Des artistes brésiliens organisent un concert contre le président intérimaire

RIO DE JANEIRO — Le chanteur brésilien Caetano Veloso, lauréat d'un Grammy en 2000, a ajouté sa voix au nombre grandissant d'artistes et des musiciens qui rejettent le gouvernement intérimaire du Brésil, lors d'un concert donné dans un édifice occupé par des manifestants.

Environ 2000 personnes se sont rassemblées vendredi soir pour une performance musicale de Veloso et d'autres chanteurs qui voulaient ainsi protester contre le président intérimaire Michel Temer et sa décision d'abolir le ministère de la Culture.

Le chanteur a incité la foule à scander «Temer dehors!» et a entonné une chanson appelée «Odeio», qui signifie «Je déteste», et les spectateurs complétaient la phrase avec le nom du président intérimaire.

Caetano Veloso a déclaré que le ministère de la Culture appartenait à tous les Brésiliens, et non à un gouvernement en particulier.

Le chanteur et acteur Seu Jorge, connu pour son rôle dans le film oscarisé «La Cité de Dieu», a également appelé au départ de Michel Temer lors du concert.

La semaine dernière, le président intérimaire a décidé de fondre le ministère de la Culture dans celui de l'Éducation, dirigé par un politicien conservateur qui n'a aucune expérience dans l'un ou l'autre de ces domaines. Samedi, toutefois, le ministre de l'Éducation Mendonça Filho a annoncé que le gouvernement renversait sa décision et rétablissait le ministère de la Culture.

Le concert a eu lieu dans un édifice gouvernemental du centre de Rio de Janeiro où des opposants au président Temer campent depuis lundi. Selon les organisateurs, des occupations semblables ont lieu dans plus de 15 autres villes du Brésil. 

Michel Temer a été élu vice-président aux côtés de la présidente Dilma Rousseff et a pris sa place sur une base intérimaire après qu'elle eut été destituée. Mme Rousseff a été suspendue de ses fonctions et pourrait être écartée définitivement du pouvoir si le procès organisé par le Sénat la déclare coupable d'avoir violé les lois fiscales.

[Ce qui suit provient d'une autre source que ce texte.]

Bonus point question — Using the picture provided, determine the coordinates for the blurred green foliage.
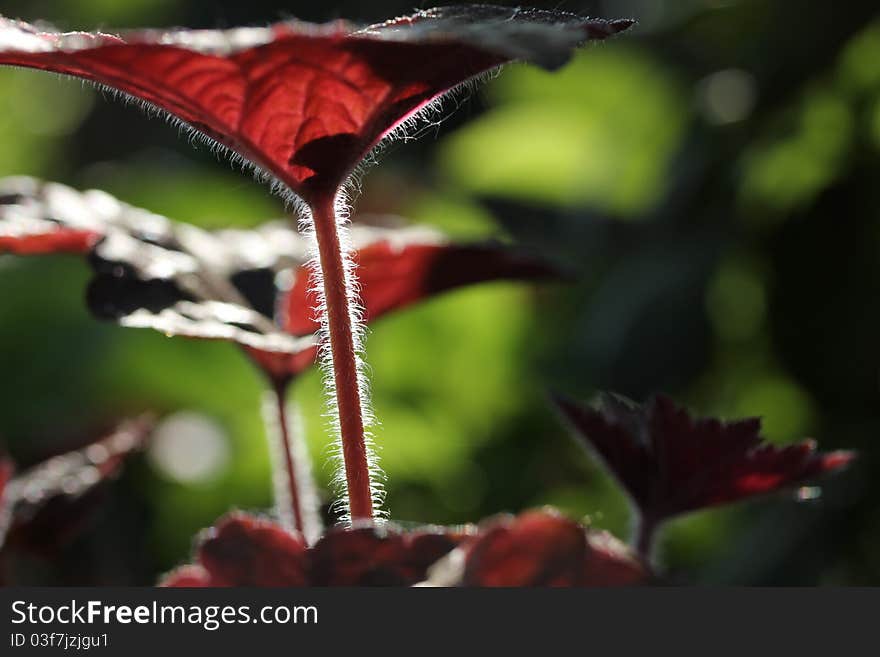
[0,0,880,584]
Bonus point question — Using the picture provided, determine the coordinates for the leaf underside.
[0,6,632,204]
[0,178,558,379]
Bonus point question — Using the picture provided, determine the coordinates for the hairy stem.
[311,199,373,520]
[633,515,659,565]
[272,383,305,533]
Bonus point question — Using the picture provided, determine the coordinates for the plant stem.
[311,198,373,520]
[272,382,306,533]
[633,515,659,565]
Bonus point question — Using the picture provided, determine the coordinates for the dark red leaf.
[462,511,587,586]
[556,395,854,522]
[423,509,651,587]
[161,513,463,586]
[310,525,459,586]
[0,177,556,380]
[0,6,632,202]
[285,238,559,335]
[159,565,212,588]
[4,417,153,553]
[195,513,307,587]
[581,530,652,587]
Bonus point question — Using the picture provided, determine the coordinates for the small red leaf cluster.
[556,395,854,523]
[162,511,648,587]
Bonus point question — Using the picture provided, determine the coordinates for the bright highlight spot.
[148,411,229,484]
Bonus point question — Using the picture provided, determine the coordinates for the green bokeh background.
[0,0,880,585]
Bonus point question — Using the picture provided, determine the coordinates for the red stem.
[272,382,305,533]
[311,199,373,520]
[633,515,659,565]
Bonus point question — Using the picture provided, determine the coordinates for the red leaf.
[556,395,854,522]
[4,417,152,553]
[581,530,651,587]
[310,525,458,586]
[161,513,462,586]
[285,238,559,335]
[462,511,587,586]
[196,513,306,587]
[0,177,555,380]
[0,6,632,202]
[159,565,212,588]
[454,510,649,587]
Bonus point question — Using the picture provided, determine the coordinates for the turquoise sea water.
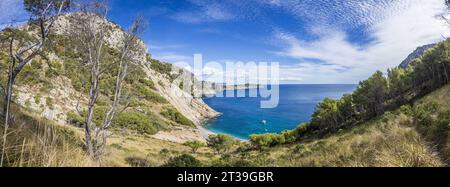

Les alliés de Mme Rousseff accusent M. Temer d'avoir comploté pour la déloger de la présidence à travers la procédure de destitution initiée par un membre de son parti.

De leur côté, les groupes conservateurs et les politiciens qui soutiennent le président intérimaire accusent les artistes brésiliens de vivre aux crochets de l'État.